I think people genuinely mean well but are utterly ignorant of the choice of words or platitudes they use when trying to comfort a grieving mother. Sometimes you just don't need to say anything. I think people try too hard to be relatable, and sometimes it's warranted but when someone is grieving a loss or death, just let them be in it. A part of me wishes I didn't feel the need to tell people, but from a Christian perspective, it is biblical to let people mourn with and grieve with you. All my family needs at this time are prayers, just prayers…but of course, how would people know that if you don't share your struggles… There's a quote from John Piper that I've been clinging to in this season; "Suffering is not meaningless." Somehow, someway I believe the Lord will use this for His glory and for our good. It sounds so insensitive to say that this baby's death can be used for good. Still, I do believe that the Lord is able to turn what the enemy meant for evil, shame, guilt, and grieving into a blessing; again, I don't know how, when, or even if this is something that I will see on this side of eternity. Still, I have faith that it can happen.
As much as I am grieving and suffering, I can trust that God feels and knows exactly what I am going through more than anyone else, and that has been the greatest comfort to me. I know I have grown in my faith because my first reaction was not to blame God. Did I question Him, of course, "if you are a good God, then why let us experience something like this? Why even let me conceive in the first place?"

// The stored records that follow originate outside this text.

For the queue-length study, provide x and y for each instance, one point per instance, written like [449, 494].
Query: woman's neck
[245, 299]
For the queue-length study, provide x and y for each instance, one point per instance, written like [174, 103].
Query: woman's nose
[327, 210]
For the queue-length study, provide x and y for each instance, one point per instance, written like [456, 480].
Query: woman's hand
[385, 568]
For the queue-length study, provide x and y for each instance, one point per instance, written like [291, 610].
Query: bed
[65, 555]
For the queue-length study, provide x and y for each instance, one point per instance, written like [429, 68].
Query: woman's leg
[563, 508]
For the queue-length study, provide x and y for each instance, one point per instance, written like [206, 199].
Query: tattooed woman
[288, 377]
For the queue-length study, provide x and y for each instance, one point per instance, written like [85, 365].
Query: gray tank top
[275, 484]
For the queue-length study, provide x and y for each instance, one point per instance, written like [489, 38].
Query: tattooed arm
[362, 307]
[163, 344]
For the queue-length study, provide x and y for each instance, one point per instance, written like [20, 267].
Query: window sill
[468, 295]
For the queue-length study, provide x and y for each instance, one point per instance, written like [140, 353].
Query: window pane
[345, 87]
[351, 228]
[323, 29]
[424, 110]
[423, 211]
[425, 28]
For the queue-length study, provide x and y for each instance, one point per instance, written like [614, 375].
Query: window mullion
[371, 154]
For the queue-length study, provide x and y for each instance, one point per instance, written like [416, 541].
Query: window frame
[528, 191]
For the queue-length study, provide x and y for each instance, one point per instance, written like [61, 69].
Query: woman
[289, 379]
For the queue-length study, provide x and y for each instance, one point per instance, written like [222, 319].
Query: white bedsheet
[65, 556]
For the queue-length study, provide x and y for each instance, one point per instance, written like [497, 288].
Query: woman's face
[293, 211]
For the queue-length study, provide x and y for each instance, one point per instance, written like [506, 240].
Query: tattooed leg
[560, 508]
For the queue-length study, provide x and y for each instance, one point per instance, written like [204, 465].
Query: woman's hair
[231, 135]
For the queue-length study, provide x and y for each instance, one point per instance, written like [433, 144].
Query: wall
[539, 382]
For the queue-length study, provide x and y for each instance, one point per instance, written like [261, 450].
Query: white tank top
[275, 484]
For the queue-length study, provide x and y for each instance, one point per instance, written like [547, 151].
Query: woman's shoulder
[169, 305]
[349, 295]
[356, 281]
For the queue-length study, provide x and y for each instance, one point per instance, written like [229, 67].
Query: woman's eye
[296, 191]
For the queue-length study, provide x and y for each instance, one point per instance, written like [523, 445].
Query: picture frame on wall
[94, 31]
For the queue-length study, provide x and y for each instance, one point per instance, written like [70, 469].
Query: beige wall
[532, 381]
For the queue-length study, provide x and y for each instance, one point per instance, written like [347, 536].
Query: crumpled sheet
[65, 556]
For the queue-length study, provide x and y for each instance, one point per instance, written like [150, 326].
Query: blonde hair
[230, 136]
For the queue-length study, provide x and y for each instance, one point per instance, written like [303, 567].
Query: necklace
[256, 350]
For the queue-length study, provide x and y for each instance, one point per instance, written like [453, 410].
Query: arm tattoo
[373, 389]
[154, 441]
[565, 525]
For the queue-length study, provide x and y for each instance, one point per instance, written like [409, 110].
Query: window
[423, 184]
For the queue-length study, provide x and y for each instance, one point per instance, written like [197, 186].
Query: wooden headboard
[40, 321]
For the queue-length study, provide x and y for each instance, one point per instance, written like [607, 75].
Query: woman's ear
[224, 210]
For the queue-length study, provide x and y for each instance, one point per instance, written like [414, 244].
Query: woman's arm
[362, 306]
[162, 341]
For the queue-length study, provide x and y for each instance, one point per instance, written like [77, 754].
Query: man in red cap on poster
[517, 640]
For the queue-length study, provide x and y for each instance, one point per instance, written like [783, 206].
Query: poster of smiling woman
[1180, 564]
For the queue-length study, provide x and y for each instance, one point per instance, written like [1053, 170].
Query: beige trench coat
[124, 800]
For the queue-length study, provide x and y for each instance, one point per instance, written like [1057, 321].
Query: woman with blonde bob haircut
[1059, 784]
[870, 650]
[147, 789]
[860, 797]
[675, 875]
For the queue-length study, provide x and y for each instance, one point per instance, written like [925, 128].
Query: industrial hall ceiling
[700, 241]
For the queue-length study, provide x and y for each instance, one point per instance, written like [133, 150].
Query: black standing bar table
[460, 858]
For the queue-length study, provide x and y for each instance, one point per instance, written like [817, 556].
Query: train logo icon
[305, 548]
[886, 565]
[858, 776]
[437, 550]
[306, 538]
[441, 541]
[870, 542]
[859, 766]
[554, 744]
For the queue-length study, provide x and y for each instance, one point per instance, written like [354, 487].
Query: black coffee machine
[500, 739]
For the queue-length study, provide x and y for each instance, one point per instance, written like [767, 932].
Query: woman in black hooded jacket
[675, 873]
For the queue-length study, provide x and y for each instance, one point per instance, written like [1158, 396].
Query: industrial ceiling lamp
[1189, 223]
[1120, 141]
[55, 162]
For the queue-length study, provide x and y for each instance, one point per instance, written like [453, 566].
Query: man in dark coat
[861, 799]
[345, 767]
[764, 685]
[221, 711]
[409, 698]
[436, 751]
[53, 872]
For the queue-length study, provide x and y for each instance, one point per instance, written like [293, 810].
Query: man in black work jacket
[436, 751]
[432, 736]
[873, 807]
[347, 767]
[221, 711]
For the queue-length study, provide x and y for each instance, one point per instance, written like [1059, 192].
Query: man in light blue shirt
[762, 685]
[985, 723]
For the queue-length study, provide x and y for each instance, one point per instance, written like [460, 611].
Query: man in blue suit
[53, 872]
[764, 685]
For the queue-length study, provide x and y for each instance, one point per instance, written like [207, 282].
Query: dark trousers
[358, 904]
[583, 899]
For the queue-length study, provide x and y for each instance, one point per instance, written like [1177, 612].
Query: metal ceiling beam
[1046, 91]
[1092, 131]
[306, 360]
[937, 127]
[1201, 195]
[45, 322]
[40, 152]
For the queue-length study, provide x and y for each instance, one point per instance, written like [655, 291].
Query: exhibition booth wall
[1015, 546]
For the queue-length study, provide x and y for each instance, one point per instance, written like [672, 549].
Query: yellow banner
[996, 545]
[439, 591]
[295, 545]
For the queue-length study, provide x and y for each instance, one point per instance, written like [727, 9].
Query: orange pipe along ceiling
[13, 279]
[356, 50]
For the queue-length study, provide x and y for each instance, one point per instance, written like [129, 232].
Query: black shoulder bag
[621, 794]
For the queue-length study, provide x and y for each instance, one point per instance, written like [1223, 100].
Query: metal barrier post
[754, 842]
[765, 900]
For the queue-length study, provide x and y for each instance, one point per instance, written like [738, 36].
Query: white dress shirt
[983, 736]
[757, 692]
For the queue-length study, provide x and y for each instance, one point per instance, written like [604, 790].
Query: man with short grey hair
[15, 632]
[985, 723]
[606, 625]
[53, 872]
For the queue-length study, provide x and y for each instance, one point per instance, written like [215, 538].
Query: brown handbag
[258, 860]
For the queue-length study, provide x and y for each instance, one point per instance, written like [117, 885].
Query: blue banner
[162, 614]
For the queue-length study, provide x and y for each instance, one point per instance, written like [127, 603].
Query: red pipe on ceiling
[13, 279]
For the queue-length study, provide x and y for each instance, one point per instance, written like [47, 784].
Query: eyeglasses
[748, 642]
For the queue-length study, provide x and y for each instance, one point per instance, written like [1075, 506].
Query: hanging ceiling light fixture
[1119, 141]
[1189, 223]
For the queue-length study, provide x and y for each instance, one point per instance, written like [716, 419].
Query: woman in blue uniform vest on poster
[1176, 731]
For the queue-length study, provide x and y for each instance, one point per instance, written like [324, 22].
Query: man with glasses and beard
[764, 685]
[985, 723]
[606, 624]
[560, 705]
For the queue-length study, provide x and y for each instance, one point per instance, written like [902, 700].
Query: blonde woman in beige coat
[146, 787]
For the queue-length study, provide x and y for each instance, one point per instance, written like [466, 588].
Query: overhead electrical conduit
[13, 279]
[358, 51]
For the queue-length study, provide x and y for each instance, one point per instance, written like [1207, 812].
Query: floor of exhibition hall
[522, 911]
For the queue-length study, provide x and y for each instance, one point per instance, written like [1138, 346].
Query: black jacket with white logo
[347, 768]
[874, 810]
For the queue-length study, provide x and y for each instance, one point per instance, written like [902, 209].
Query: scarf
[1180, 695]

I don't know the answers to these questions, and I am not meant to know because He is God and I am not, but I can say I have felt comforted by my Father in that we do not serve a high priest unable to sympathize with our weakness.
We were so excited for this child, but apparently, the Lord had different plans. My fear is that this child's life will go unnoticed. This baby was living and was forming in my womb, but unfortunately, its life was cut short. This baby made me a mother of two, and I want everyone to know they existed. I want to commemorate this baby's life because they were real and lived, even if only for a short time.
A hole formed in my heart the day my baby's heart stopped beating. I am not done grieving, and I don't think I ever will be done grieving. Quite frankly, I don't want to ever stop grieving this child because they existed, and I don't ever want to forget that.